The plan was to take the night bus from Osaka to Hiroshima (a 6-hour trip) Friday night, stay in a hostel Saturday night, go to Miyajima on Sunday, and then take the night bus back on Sunday. It was a perfect plan; the hostel was booked, the night bus didn’t sound too bad, and I was excited to get out of Osaka Prefecture. The trip was still lots of fun, but the plan was far from perfect.
To fully understand the hell I was in Friday night, you must understand that I have always been incapable of sleeping anywhere but a bed (and sometimes a couch). So, despite all the Benadryl in the world, I was not going to sleep on that night bus. Add to this the fact that the drivers constantly blast lights in your face and talk over the intercom at inconvenient times, and that the seats are seemingly designed to make you horribly uncomfortable – saying I was in Hell was an understatement.
Saturday night didn’t exactly go perfectly, either. Google Maps told us the hotel was a 40-minute train ride from Hiroshima, so we jumped on a train and ended up in a town that was obviously run by the yakuza (hookers and men in suits galore!). We walked into Fuji Business Hotel and soon realized that our reservation was at Fuji Hostel, which was two and a half hours in the other direction. Not only that, but the phone number was shut down and the place was not in Japanese phone books. Lovely.
We ended up spending the night in an “Internet cafe,” where mildly creepy people spend hours on end reading manga and surfing the Internet (we caught a few watching weird hentai porn). I don’t know why they have no home to go back to, but we welcomed the Internet cafe wholeheartedly. So, I spent the night sleeping in a computer chair. In the three-day weekend, I got only six hours of sleep. ‘Twas brutal.
However, the next day in Hiroshima reminded me that any problems I might’ve been having were nothing compared to what the Japanese went through during World War II. We went to Hiroshima Peace Memorial Museum, and I learned a lot about the bombings and the town before and after that life-defining moment. The museum was extremely sobering and really reminded me of the fragility of life and how one political decision can affect so many. We talked to a bomb survivor afterwards, and that was also quite enlightening.
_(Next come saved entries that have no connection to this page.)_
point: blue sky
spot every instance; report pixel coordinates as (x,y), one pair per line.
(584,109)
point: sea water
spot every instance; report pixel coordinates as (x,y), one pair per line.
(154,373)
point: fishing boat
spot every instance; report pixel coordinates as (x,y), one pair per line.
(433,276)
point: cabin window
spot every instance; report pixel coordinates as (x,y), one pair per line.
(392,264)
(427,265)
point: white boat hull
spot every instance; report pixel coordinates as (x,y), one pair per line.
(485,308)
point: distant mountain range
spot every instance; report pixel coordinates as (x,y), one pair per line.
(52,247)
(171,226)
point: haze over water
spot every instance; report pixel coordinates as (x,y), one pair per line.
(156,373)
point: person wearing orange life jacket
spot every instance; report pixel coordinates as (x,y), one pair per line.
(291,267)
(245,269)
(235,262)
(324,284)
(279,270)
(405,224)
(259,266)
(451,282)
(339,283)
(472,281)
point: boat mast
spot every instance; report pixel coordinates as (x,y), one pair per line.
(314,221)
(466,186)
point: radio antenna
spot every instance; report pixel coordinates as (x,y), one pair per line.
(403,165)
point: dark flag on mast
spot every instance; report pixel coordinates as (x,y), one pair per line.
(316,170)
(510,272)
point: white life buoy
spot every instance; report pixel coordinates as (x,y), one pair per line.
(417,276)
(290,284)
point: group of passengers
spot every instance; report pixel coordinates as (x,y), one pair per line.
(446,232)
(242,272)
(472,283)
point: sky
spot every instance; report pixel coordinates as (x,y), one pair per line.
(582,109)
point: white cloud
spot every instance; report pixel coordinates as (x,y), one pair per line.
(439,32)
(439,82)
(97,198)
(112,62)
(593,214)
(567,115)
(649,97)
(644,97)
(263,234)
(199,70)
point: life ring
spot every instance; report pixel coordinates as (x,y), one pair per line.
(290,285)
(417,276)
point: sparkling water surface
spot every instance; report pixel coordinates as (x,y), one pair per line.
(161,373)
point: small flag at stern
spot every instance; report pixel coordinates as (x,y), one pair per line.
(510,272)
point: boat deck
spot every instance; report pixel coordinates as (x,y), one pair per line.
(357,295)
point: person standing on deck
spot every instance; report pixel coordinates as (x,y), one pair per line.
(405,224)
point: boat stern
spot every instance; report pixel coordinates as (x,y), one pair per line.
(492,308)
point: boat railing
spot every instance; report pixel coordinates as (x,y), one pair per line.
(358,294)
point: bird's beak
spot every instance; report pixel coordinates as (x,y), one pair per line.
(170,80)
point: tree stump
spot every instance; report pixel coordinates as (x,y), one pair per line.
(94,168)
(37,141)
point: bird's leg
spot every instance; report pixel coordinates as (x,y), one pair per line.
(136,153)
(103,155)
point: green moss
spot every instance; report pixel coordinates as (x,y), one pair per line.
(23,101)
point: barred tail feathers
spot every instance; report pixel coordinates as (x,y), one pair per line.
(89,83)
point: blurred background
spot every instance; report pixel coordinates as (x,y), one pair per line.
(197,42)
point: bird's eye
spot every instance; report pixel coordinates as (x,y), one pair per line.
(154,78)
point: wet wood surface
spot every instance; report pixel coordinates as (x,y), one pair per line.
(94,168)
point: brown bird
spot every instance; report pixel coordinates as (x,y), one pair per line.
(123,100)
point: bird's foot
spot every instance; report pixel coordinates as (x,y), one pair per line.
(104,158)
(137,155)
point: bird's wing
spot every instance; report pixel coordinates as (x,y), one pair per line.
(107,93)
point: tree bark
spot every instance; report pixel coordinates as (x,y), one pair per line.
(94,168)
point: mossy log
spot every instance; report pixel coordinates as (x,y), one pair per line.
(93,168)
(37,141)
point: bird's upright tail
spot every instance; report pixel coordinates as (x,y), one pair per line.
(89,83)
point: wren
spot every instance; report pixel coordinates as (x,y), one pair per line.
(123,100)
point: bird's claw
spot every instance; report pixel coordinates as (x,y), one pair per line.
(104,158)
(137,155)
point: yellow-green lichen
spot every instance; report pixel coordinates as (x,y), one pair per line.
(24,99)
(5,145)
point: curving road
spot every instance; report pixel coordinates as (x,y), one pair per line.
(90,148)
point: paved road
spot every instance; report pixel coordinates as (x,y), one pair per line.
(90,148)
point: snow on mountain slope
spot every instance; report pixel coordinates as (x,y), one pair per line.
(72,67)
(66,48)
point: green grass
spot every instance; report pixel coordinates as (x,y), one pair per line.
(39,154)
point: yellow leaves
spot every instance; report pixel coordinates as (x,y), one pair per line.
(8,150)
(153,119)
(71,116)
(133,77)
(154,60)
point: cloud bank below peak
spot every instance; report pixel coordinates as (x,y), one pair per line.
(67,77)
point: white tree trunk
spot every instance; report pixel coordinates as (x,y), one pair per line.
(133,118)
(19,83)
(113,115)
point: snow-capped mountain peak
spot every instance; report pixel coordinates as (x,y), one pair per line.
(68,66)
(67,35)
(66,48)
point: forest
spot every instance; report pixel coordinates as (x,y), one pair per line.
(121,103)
Miyajima, an island off the coast of Hiroshima Prefecture, wasn’t as culturally enlightening, but it was beautiful. The island is most famous for its Itsukushima Shrine, featuring a torii gate “floating” in the ocean. It was quite cool, especially during sunset, but the highlight of the island was climbing to its highest peak (a 2-hour hike!) and looking out over Miyajima and the bordering towns and islands. Words cannot describe how amazing it was.
All in all, it was not a perfect weekend and it was often frustrating, but Hiroshima and Miyajima were both quite cool and I got a weekend full of history and culture.